Lastly, this approach opens up the opportunity to go headless and build an ecosystem of partners with API-driven solutions.
“A brand can put together a best-in-breed of pieces for their ecommerce tech stack, whether that’s their ERP, their product, information management, their OMS, their CMS, their customer database, or their checkout. They can essentially pick which one makes sense for the brand and how they want to do commerce, and then compose them together to build their solution,” says Jay Myers, Co-Founder, Bold Commerce.
Four benefits of headless architecture for omnichannel commerce experiences:
As omnichannel increases in complexity with growing consumer demands, brands can set themselves up for success now and in the future with headless architecture for their commerce platform. Here are four of the benefits:
Highly customizable: With API-driven microservices, a brand can not only build a commerce platform using an ecosystem of best-in-breed partners for each of their microservices, it can add in custom development where necessary. Consider a brand that wants to build a dedicated purchasing channel for wholesale buying across multiple geographies. They might need custom pricing rules on bulk orders of certain products in different currencies. It’s all possible with additional development. Gone are the restrictions and limitations of legacy monolithic platforms.

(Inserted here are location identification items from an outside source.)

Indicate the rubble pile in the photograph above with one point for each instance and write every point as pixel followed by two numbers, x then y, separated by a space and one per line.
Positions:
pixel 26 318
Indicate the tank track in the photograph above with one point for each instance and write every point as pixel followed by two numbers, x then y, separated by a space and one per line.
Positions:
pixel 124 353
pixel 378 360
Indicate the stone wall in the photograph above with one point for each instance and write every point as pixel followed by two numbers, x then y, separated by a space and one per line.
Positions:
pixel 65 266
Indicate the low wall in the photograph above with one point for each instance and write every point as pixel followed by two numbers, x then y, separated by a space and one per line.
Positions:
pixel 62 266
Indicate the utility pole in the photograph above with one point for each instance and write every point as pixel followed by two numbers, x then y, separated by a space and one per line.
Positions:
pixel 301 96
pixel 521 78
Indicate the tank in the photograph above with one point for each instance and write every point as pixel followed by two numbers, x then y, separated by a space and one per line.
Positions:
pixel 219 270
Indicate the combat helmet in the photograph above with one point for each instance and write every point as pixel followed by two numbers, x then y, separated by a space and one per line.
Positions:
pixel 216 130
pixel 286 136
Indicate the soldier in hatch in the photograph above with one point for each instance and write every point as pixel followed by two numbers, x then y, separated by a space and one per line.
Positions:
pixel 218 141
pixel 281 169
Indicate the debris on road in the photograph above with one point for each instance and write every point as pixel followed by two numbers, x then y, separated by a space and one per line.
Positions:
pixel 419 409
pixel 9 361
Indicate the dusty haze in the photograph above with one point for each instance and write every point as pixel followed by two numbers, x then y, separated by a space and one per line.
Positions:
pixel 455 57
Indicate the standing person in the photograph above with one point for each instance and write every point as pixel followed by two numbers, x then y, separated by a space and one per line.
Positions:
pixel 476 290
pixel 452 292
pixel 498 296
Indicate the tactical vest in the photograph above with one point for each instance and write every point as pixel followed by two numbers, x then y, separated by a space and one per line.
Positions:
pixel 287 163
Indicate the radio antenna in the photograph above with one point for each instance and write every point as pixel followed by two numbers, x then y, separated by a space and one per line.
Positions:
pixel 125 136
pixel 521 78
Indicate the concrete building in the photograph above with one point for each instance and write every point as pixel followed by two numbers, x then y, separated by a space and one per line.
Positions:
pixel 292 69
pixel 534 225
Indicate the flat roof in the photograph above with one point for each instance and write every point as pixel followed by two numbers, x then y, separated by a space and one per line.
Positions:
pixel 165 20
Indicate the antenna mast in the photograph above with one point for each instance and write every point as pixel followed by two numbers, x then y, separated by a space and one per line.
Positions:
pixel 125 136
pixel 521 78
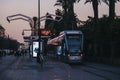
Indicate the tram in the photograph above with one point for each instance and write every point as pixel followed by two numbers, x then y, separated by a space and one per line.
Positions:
pixel 69 46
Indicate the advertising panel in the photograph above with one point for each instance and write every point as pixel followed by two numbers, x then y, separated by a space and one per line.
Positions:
pixel 35 48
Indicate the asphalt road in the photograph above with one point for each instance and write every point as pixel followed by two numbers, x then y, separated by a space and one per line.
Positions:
pixel 25 68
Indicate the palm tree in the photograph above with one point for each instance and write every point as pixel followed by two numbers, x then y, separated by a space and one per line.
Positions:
pixel 68 13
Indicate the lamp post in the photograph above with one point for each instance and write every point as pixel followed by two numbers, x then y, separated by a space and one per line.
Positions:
pixel 39 37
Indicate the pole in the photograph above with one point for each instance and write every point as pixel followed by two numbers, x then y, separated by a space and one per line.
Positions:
pixel 39 55
pixel 39 24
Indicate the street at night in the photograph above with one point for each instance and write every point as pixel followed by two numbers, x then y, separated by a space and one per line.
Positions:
pixel 25 68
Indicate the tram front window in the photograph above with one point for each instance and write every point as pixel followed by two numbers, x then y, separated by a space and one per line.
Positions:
pixel 74 43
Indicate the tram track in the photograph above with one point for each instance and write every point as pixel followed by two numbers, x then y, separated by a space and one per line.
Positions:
pixel 7 66
pixel 97 71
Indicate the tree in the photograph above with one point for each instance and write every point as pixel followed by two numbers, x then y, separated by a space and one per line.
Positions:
pixel 95 7
pixel 69 19
pixel 111 4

Create innovative customer experiences: A brand looking to test selling products via a smart, connected device — consider an IoT dishwasher ordering soap when its low — can create a frontend experience that uses APIs to access backend information and complete a transaction. This can be built and tested in this channel without disrupting other parts of the platform. If successful, it can be rolled out to other devices.
Greater resilience: With a headless approach, a brand builds agility and flexibility into their omnichannel strategy. As a brand scales or new customer demands arise, a headless platform can rapidly respond by modifying the necessary parts, switching one microservice for another or adding in a new one to meet needs. A brand can create a platform that solves for its unknown future.
Focus on your core business: By building a commerce platform of best-in-breed vendors, a brand can focus on what is core to its business success instead of trying to custom-build an ecommerce platform feature, like a CMS, OMS or checkout.